There are many drivers who see both the shipping point personnel (your people) and receiving point personnel (your customer’s employees). Many shipments are sent by your company truck directly to the customer. Make sure your drivers are trained to act professionally not only when they are on your property, but when they are anywhere.
Treat your customers’ hired trucks with respect. Sometimes intermediate third party freight companies are hired by customers to pick up goods at your facilities. Please treat these people also with respect since they represent your customer.

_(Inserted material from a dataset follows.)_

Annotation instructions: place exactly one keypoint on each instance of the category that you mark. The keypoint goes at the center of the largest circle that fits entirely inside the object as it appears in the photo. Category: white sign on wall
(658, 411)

Treat your customers’ own trucks with respect. There are also customers who pick up product at your facility with their own truck drivers. This happens nearly every day and no one thinks about the customers’ employees who arrive daily at the back of the plant to watch all those things that happen with your shipping personnel. Do your employees pass the test or are they embarrassing you when you do not realize it?
Questions to ask your shipping department personnel:
- What do you think these truck drivers see when they are standing around waiting to be loaded here in our dock?
- Does someone go up to them and ask what they need, or out of courtesy, politely inform them how long it will be if the department is busy?
- Are accommodations made for these special drivers? If it possible, your people should give these people preferential treatment and push their product out the door first before other 3rd party freight companies (i.e. DHL, FedEx, and Saia).
- Is everyone in the shipping department nice to them without exception? Make sure they are. You do not need negative stories taken back and repeated multiple times among their company buyers.
- Does anyone ask them questions or speak to them? Do you ask if this is there first or last stop? Where else they are going? How long they have worked for the customer or if they are busy or not? They may not want to talk or they might. You will not know unless you try to be friendly. Show an interest in their comfort and go out of the way to help them if they have a problem.
- Do those customers’ drivers observe any bad behavior from your department personnel? How do you know and what makes you think that everything is perfect in the shipping department after hours?
- Did you ask if there was anything wrong with coming to our facility? Did you ask if they had problems getting into the plant, any problems backing in or is there anything we can do to make loading up easier and faster for them?
When training your people in shipping, tell them they must assume that those drivers are questioned about what goes on at the vendor’s facility. Your people must make sure that only good information is conveyed to the customers’ buyers if anything is said. You cannot assume that it is not important.